Dave Watson: Hey Jonathan, Dave. Let me start with the broadband in its entirety, the whole market and a viewpoint. Let me begin with the broadband market as a whole is still growing, maybe at a slower pace than it was last year and the year before, but there’s still going to be a pretty healthy amount of net adds in 2024 and likely beyond. The right way, though, in addition to that–I think everything we’ve talked about before, the right way we think to look about it is, is holding our own, growing relationships responsibly, but it’s also where the market is going and how broadband is being used. As we’ve talked about, the utility of the broadband product itself is only going up, so when you look at the health of the entire category, it’s the relationships but it’s also the overall usage and consumption, and for us, you’ve seen usage is up double digits, broadband-only subs using over 700 gigabytes of data a month, over 70% of our subscriber base is on speed tiers of 50 megs or more, and nearly a third of our customers are on a gig.

Those are great trends for us over the long term and gives us the great confidence as we’re investing and continue to invest in a better network and a better customer experience, as Brian has said. You know, when you look at things, I think it’s clearly competitive, as we’ve talked about. One other factor that enters into it in some cases in certain segments, there’s some people that revert back to mobile only – that can happen, so there’s a variety of factors that could enter into it. But overall as a category and a growth opportunity, quite optimistic about broadband.

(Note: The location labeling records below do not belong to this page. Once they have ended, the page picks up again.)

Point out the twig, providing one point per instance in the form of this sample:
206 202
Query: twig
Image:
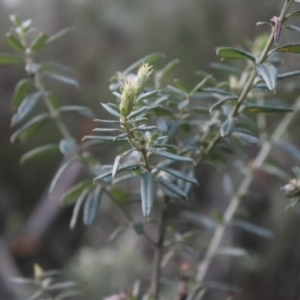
242 190
156 272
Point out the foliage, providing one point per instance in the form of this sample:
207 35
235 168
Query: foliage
48 286
162 133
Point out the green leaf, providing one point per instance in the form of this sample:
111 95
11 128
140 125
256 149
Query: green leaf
59 173
111 110
252 228
30 128
39 152
199 219
62 78
39 43
147 95
269 74
9 59
292 48
173 188
147 193
201 84
21 90
71 196
107 130
67 146
218 92
26 107
91 205
266 109
274 170
144 128
15 20
116 165
225 68
200 110
288 75
104 138
180 85
107 121
59 68
179 175
218 104
14 42
150 59
81 110
138 111
170 155
232 251
138 228
228 52
246 138
227 127
79 200
54 100
293 14
57 36
293 28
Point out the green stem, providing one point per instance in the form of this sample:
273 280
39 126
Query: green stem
158 252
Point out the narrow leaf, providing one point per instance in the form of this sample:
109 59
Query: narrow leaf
9 59
218 104
147 95
232 251
81 110
58 35
39 42
227 127
170 155
253 228
269 74
116 165
62 78
292 48
77 207
150 59
173 188
39 152
111 110
288 75
71 196
26 107
180 85
266 109
20 92
180 175
91 206
228 52
67 146
201 84
147 193
14 42
30 128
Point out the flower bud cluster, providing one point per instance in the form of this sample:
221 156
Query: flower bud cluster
292 189
132 88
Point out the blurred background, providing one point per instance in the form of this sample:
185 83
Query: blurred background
109 36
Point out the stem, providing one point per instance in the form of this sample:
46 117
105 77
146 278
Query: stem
242 190
55 116
158 252
256 164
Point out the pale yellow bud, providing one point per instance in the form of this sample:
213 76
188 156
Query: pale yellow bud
129 92
143 75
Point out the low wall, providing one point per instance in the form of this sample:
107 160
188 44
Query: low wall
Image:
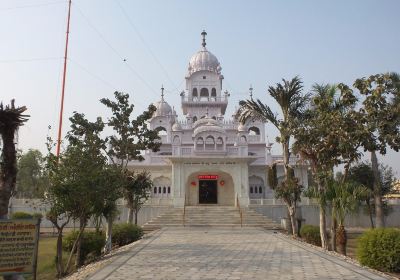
310 215
37 206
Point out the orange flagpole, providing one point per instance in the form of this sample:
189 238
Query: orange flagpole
63 83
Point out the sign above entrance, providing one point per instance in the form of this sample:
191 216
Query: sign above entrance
208 177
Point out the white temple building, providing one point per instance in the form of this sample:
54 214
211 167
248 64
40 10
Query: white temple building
207 157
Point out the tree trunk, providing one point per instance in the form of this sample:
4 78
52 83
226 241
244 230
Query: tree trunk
59 262
286 156
377 192
8 171
136 213
130 215
322 227
333 230
292 213
74 248
370 213
341 239
79 257
108 245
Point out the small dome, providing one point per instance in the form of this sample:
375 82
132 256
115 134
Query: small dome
176 127
204 60
242 128
208 125
163 108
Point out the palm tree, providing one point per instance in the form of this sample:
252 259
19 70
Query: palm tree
345 199
289 97
11 118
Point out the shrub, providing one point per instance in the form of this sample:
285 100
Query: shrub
21 215
37 215
311 234
91 245
380 249
126 233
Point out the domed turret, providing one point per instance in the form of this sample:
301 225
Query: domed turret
204 60
163 108
176 127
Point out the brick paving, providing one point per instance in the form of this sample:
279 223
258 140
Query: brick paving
216 253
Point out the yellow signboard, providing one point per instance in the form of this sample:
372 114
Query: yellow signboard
18 246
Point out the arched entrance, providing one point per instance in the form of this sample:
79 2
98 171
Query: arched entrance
210 188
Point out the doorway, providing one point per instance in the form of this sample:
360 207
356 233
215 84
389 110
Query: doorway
208 193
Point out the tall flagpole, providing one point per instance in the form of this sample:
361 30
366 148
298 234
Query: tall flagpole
63 84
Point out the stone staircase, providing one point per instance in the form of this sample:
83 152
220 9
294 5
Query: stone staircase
213 215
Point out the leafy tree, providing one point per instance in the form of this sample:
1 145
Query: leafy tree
31 181
137 191
328 135
289 97
362 174
11 118
344 198
381 120
131 137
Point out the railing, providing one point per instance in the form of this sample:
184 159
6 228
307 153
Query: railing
184 212
240 210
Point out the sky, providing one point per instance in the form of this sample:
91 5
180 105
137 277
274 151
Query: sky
137 46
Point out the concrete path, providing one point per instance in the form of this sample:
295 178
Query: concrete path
212 253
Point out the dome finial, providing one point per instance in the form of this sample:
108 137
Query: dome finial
204 33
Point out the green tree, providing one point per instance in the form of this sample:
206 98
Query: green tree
328 135
137 191
289 97
11 118
362 174
381 120
344 198
131 137
31 180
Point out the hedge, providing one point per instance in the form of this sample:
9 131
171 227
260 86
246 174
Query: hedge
311 234
380 249
126 233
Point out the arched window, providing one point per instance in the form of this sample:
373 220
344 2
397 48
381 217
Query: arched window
161 130
199 143
213 94
220 143
204 95
254 130
176 139
195 95
210 143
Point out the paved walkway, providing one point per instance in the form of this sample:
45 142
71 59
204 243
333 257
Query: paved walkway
210 253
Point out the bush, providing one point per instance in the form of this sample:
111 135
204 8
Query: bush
91 245
126 233
380 249
311 234
37 215
21 215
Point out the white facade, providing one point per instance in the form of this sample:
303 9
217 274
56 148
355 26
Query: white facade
206 157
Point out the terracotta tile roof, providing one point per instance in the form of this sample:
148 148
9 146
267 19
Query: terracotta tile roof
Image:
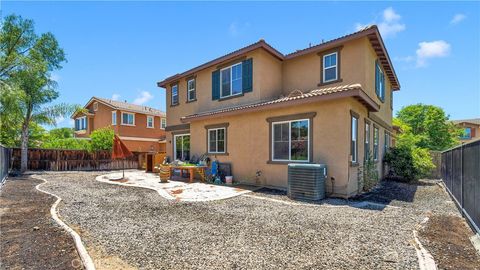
475 121
370 31
326 43
296 95
120 105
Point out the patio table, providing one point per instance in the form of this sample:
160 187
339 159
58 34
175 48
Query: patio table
191 170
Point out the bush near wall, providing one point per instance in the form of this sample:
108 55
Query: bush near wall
408 163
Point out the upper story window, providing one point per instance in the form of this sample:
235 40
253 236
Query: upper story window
354 139
379 81
330 67
367 140
191 93
231 80
174 94
81 123
150 121
467 133
216 140
290 140
375 143
386 144
128 119
114 118
163 123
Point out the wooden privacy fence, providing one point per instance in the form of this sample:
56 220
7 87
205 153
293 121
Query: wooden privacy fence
436 173
4 163
72 160
461 175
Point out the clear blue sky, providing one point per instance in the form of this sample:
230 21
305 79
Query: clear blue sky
122 49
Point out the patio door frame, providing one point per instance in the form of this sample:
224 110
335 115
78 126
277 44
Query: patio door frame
175 144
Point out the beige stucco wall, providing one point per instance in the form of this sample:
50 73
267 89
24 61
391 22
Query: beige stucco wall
475 132
248 133
267 73
248 143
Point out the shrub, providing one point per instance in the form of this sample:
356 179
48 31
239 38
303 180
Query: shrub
408 163
368 175
101 139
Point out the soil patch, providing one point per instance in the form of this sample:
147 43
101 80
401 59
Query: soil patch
447 238
29 237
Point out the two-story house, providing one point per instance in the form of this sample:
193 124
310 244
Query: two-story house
470 127
260 110
141 128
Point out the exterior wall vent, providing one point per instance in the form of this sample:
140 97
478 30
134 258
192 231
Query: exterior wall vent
307 181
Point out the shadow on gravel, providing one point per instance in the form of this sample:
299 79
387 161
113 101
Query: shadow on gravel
376 199
388 191
282 195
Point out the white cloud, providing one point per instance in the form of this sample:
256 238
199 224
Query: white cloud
115 97
390 24
55 77
235 29
407 59
432 49
143 98
458 18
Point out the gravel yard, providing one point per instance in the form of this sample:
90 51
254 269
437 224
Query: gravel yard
129 227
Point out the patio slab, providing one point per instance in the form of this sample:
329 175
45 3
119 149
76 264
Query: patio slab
176 190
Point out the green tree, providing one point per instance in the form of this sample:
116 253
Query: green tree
102 139
26 63
430 126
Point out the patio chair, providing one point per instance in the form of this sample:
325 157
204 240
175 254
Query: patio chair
164 173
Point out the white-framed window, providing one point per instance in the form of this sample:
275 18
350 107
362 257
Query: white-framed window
150 121
216 140
291 141
175 94
330 67
354 139
379 81
128 119
81 123
191 93
181 146
375 143
367 140
163 123
114 118
386 143
231 80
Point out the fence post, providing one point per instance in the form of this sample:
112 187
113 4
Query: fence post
461 178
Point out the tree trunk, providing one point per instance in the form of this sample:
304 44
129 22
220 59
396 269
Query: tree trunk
24 149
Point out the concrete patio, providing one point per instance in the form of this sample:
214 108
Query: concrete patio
176 190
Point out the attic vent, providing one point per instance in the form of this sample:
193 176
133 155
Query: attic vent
306 181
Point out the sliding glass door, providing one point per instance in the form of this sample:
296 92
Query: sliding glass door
181 147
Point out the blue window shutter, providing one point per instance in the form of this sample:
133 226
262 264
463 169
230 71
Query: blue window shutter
383 87
216 85
247 75
377 84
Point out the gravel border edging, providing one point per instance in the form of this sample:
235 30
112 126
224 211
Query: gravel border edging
82 251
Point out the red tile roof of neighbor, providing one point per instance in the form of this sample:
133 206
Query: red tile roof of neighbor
370 31
295 97
124 106
475 121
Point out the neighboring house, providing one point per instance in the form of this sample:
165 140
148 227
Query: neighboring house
471 129
260 110
141 128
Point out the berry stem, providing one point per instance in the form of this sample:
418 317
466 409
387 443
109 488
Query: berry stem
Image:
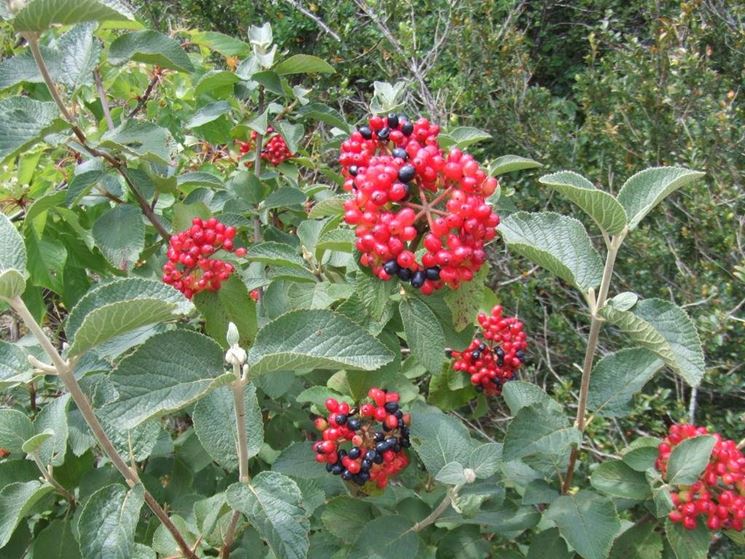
66 375
592 344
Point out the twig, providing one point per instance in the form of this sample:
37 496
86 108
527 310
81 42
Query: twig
104 100
592 344
66 375
317 20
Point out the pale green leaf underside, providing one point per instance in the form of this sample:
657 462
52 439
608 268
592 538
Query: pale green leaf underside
39 15
308 339
150 47
273 504
607 212
665 329
106 526
617 377
166 373
558 243
587 521
644 190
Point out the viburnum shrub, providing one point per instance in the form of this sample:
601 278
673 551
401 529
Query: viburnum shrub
718 496
211 359
408 194
493 358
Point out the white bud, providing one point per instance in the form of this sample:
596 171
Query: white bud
232 337
469 474
236 355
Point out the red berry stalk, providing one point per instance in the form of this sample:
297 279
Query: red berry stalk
275 149
719 494
408 194
493 358
191 267
364 444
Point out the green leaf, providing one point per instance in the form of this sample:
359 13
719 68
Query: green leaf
15 429
315 339
549 545
587 521
23 122
638 542
121 306
616 479
39 15
518 395
688 459
556 242
149 47
214 424
438 438
511 163
537 431
273 504
303 64
617 377
16 501
12 259
166 373
688 544
386 537
344 517
120 234
424 334
14 365
644 190
224 44
106 527
485 459
231 303
140 139
275 254
463 136
56 541
603 208
665 329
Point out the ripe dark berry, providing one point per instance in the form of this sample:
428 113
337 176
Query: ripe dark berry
406 173
493 360
417 280
391 267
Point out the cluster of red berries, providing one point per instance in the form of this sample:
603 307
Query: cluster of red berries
275 149
366 443
190 267
493 360
719 494
409 194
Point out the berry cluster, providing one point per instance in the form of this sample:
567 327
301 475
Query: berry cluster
275 149
374 437
190 267
408 194
493 360
719 494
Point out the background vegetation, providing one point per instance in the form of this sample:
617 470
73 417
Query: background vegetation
605 87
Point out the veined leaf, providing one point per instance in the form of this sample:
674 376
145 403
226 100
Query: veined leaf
308 339
603 208
558 243
150 47
273 504
644 190
166 373
665 329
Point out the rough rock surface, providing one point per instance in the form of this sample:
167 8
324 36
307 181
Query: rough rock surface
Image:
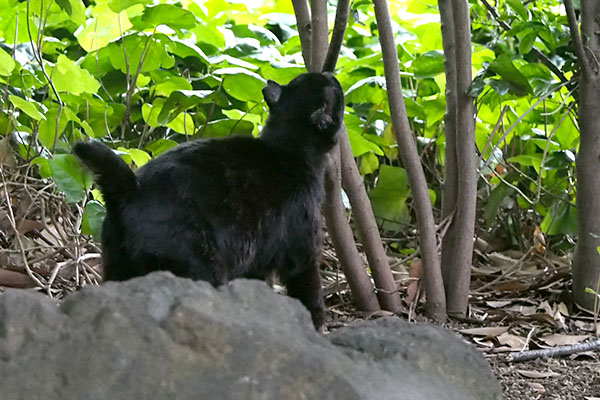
162 337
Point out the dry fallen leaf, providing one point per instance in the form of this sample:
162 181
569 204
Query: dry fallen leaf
562 340
538 387
498 303
491 331
513 341
15 279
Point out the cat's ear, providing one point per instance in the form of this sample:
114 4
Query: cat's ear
272 93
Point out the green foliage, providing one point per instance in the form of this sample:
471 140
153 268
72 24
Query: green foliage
144 76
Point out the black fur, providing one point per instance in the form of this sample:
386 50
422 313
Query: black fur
223 209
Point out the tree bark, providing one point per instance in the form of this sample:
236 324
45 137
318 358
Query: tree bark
335 214
302 13
586 261
387 292
320 34
434 287
461 183
337 37
449 188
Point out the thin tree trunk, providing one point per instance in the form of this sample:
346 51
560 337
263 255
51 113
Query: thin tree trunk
450 186
302 13
586 261
335 214
320 34
434 287
387 290
343 240
457 272
337 37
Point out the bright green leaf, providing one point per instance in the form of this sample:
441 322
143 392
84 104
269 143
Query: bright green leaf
104 27
29 108
69 77
70 177
519 8
7 64
242 84
503 66
429 65
170 15
93 216
389 197
120 5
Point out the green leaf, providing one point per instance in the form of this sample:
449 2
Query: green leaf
47 130
228 127
359 144
182 123
70 177
526 43
428 87
368 164
152 48
160 146
519 8
93 216
562 219
7 64
139 157
75 9
242 84
503 66
103 27
389 197
367 90
44 166
69 77
528 160
170 15
120 5
429 65
29 108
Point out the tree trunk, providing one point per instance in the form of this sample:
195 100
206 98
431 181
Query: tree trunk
586 261
343 239
387 290
461 172
315 37
434 287
320 34
449 188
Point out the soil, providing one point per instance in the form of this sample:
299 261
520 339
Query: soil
560 379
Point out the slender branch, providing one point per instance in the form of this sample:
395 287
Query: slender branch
343 239
337 38
576 37
320 34
302 13
436 303
544 58
386 288
553 352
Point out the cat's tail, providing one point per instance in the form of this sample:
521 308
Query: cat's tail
114 177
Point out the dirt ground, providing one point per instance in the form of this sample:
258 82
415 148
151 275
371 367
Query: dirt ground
560 379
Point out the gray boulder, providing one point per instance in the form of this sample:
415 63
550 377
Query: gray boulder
162 337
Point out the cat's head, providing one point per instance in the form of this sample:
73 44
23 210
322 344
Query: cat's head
311 105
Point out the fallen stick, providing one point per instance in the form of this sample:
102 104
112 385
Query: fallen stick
553 352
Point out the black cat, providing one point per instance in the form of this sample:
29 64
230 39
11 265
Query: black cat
221 209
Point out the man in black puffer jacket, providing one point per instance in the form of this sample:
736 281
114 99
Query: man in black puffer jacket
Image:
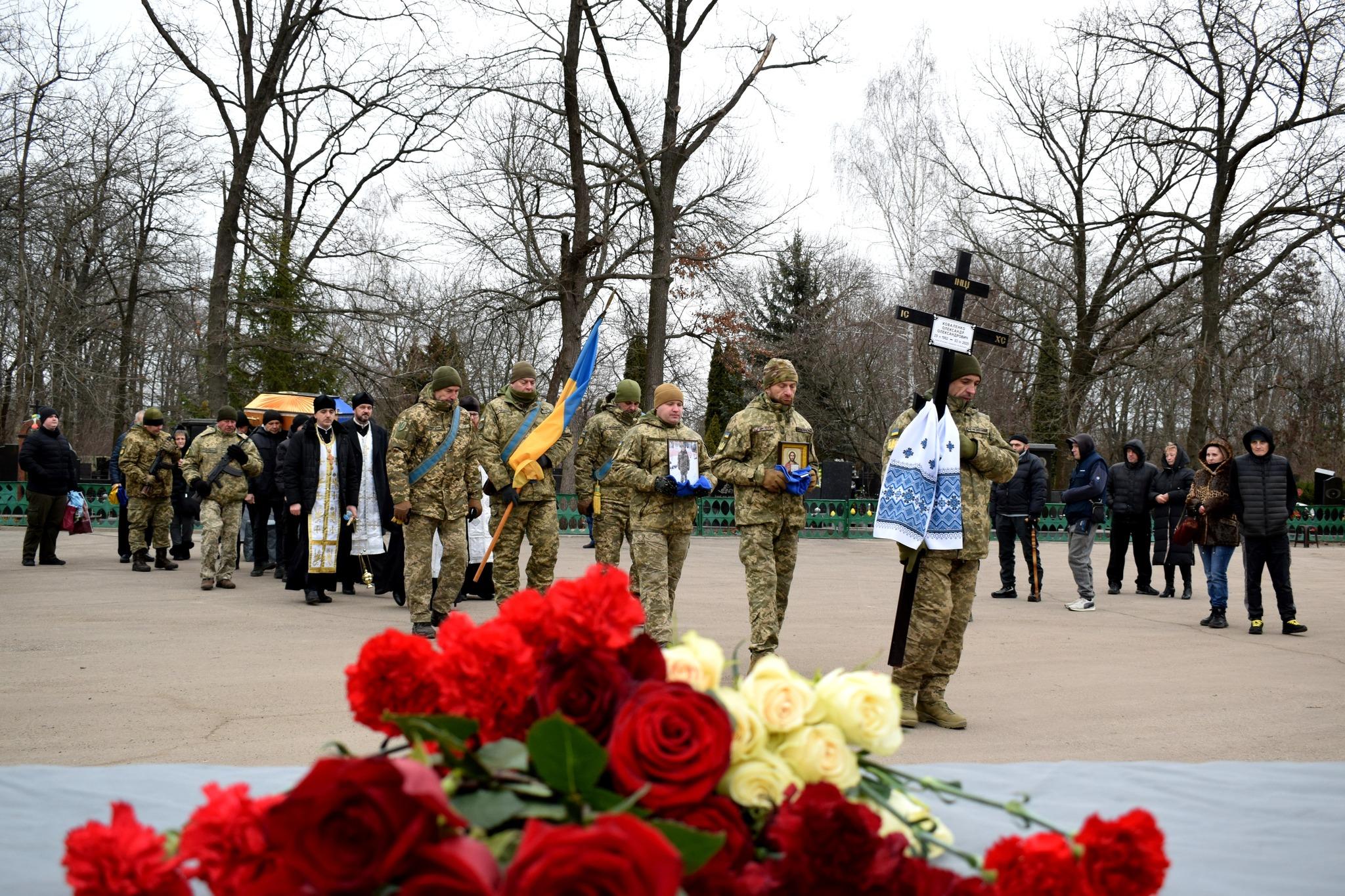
1265 495
1129 485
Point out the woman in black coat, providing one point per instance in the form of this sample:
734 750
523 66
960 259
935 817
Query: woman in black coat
1168 496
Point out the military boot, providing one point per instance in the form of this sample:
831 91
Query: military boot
939 714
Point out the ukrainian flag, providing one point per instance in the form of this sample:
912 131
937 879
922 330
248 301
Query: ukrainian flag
539 442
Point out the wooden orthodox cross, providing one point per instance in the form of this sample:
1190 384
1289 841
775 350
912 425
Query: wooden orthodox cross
951 335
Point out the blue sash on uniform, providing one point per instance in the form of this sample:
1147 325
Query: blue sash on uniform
428 464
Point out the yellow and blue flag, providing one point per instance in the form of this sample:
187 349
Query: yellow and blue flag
540 441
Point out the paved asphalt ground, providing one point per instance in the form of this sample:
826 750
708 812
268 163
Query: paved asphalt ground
101 666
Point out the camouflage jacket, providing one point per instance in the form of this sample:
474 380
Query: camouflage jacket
643 457
447 486
993 463
598 445
205 453
500 419
751 446
137 456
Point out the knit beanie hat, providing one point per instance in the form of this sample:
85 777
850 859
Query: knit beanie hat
667 393
779 370
965 366
444 378
627 391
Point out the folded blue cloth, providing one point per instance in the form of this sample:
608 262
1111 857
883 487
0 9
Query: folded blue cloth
797 482
692 489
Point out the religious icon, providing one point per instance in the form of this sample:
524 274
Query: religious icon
684 465
794 456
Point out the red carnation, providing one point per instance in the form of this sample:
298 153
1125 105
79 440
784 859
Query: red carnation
393 673
233 855
1124 857
351 824
123 859
456 867
615 856
671 738
1039 865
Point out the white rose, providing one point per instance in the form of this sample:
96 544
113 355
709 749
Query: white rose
821 753
759 782
697 661
785 699
749 734
865 706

Jason Armstrong: Hey Jonathan, let me start on segmentation, and then Dave probably wants to chime in as well. On Now, I think what’s interesting and exciting about it is it’s a dedicated flanker brand strategy. We’ve had prepaid offers in the past, sort of wedged into our existing portfolio. This is a more dedicated and branded strategy around it. By the way, the branding around this has worked very well in our U.K. market for Sky – it’s actually where the brand name came from, so we expect this to have some resonance. I would point out, if you look at where it’s sort of targeted, we’ve got 100 meg offer for $30, it’s inclusive of taxes, fees and equipment. We’ve got a $45 offering that’s 200 megs and inclusive as well – very competitive versus fixed wireless, right, that is in this range maybe slightly higher without the same reliability and ubiquity we have.

Mike Cavanagh: Yes, adding onto that, Jonathan, again we’ve been doing prepaid broadband for a while – years, and we needed to refresh it, needed to update it and put it in a more competitive position. The prepaid mobile is new and Now TV is relatively new, but it’s a segmented approach, and if you think about–you know, it’s all-in pricing, it’s very simple, it’s really easy. There’s no contracts, no credit checks. Customers can sign up, pause, cancel online anytime. It’s a very straightforward but feature-light product as we keep our focus on the high end in terms of fully featured things – we’ll continue to do that, but this just gives us a brand, gives us a product suite to be able to clearly define segmentation in a way that we can manage through.

Marci Ryvicker: Thanks Jonathan, and we want to thank everyone on the call for joining us this morning.